Don Segundo Sombra is a 1926 novel by Argentine rancher Ricardo Güiraldes. Like José Hernández's poem of the 1870s, Martín Fierro, its protagonist is a gaucho. However, unlike Hernandez's poem, Don Segundo Sombra does not romanticize the figure of the gaucho, but simply examines the character as a shadow (sombra) cast across Argentine history.

Unlike the purely fictional character of Martin Fierro, the figure of Don Segundo Sombra was loosely based on and inspired by the real life of Segundo Ramírez, a native of the town of San Antonio de Areco in Buenos Aires Province. The novel was adapted into the 1969 Argentine film of the same name, directed by Manuel Antín.

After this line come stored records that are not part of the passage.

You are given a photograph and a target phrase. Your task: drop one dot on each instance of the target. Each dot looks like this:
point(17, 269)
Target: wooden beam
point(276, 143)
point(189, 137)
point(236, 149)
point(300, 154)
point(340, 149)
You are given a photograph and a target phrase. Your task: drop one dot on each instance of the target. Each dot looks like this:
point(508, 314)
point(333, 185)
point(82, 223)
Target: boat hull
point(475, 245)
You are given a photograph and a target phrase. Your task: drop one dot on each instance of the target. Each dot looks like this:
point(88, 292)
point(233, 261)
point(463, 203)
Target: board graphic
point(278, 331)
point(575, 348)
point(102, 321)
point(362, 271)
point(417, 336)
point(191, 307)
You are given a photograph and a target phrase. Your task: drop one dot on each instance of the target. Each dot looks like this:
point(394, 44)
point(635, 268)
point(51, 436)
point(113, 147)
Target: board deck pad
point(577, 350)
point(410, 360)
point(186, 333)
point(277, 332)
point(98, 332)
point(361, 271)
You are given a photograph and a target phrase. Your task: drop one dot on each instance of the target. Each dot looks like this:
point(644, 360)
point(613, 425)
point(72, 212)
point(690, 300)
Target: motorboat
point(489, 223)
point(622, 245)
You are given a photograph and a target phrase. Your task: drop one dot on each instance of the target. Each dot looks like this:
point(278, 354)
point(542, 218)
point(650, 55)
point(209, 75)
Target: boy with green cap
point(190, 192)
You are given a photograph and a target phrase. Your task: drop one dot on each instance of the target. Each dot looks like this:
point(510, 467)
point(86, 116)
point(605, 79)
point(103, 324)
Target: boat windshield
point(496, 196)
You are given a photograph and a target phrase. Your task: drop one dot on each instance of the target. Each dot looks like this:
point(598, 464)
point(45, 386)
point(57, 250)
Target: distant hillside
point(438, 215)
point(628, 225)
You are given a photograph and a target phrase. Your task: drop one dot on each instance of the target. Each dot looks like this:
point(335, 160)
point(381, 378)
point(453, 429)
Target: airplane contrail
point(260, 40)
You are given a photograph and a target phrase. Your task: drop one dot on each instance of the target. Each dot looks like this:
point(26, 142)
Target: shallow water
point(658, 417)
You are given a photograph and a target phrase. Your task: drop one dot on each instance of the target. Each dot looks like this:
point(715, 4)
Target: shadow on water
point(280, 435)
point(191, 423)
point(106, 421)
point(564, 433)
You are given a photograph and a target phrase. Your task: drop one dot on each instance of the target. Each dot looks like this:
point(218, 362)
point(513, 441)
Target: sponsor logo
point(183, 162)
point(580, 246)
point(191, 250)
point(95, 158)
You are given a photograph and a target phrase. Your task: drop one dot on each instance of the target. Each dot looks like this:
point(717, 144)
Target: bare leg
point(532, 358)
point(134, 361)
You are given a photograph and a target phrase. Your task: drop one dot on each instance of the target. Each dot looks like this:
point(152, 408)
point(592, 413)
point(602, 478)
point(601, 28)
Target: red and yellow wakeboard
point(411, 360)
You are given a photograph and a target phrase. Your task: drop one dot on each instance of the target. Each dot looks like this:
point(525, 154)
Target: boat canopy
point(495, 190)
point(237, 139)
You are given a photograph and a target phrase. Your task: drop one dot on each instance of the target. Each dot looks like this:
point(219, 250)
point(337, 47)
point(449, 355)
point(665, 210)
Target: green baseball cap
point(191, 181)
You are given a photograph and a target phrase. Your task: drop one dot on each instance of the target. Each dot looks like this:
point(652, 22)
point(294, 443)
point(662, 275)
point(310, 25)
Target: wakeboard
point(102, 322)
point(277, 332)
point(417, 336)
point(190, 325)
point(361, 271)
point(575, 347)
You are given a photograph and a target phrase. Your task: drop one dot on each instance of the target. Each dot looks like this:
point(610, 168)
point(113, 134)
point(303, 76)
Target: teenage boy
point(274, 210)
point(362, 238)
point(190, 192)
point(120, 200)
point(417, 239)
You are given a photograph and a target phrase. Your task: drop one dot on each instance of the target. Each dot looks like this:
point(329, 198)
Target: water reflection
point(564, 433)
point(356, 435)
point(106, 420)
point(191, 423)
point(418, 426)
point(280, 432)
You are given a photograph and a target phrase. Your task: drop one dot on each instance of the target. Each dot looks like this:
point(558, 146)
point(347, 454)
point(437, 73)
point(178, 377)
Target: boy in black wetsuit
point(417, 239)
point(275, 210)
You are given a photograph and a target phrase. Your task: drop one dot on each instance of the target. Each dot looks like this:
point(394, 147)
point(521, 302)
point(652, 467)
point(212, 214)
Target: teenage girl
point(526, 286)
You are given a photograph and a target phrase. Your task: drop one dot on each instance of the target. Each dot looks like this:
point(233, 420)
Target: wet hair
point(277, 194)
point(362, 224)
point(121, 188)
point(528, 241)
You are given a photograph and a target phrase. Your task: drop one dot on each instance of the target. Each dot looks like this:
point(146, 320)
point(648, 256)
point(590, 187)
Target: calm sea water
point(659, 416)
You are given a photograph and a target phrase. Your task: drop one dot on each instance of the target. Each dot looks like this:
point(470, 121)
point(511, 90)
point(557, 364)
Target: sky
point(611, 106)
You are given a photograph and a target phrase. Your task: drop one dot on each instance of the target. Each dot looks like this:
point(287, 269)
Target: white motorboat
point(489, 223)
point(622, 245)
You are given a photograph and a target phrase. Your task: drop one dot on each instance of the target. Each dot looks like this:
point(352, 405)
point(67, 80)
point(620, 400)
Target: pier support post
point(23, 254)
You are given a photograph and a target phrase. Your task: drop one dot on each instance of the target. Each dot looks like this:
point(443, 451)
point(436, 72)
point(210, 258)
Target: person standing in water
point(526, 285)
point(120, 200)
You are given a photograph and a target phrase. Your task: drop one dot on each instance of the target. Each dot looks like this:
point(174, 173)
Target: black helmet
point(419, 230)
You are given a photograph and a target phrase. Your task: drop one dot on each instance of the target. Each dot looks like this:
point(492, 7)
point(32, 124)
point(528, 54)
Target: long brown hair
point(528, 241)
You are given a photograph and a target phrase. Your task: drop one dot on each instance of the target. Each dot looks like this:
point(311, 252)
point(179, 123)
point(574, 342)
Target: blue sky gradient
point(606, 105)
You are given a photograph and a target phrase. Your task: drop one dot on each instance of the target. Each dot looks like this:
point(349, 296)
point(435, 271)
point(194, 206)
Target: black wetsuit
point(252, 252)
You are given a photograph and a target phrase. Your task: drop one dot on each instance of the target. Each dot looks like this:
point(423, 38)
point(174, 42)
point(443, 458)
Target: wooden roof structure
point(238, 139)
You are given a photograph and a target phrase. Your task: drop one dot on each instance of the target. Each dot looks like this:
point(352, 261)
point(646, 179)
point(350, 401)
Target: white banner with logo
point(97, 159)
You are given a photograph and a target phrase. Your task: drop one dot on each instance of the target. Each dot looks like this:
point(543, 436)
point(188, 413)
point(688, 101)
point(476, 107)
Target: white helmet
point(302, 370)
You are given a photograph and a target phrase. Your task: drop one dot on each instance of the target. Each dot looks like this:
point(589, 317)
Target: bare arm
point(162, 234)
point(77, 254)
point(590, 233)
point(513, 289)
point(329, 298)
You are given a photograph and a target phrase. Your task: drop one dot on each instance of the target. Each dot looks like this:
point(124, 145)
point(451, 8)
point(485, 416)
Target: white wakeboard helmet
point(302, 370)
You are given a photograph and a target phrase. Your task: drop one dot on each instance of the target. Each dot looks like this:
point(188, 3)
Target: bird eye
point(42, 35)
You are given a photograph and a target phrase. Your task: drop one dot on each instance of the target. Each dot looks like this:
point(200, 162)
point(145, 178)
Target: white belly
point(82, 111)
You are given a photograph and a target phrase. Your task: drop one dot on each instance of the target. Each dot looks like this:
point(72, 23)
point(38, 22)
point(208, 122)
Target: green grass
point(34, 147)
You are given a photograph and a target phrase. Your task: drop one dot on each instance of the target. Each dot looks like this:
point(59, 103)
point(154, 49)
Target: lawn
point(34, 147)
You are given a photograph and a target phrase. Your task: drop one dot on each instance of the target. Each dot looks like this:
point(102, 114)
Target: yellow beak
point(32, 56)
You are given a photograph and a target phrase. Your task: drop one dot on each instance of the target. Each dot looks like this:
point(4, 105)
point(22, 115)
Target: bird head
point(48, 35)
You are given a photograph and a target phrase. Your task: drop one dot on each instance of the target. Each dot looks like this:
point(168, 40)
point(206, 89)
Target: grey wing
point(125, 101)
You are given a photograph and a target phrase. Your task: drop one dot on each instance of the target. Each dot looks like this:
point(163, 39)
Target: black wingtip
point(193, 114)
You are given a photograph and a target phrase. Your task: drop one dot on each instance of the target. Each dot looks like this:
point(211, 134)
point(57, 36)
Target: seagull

Ricardo Güiraldes, who was a friend and literary partner of Jorge Luis Borges –they both founded the legendary magazine Proa –, managed to develop a simple and modern language for the novel: a mixture of literary and colourful local expressions that earned him a major standing among the best representatives of "criollismo".

Even though it may be considered as having a continuity of sorts with '"Martin Fierro"', the protagonist is more than an elegy to an extinct gaucho (like José Hernández's character is); instead, Güiraldes designed Don Segundo Sombra to present (or propose) a series of new ethical examples to a youth that Güiraldes considered disoriented and restless during his time.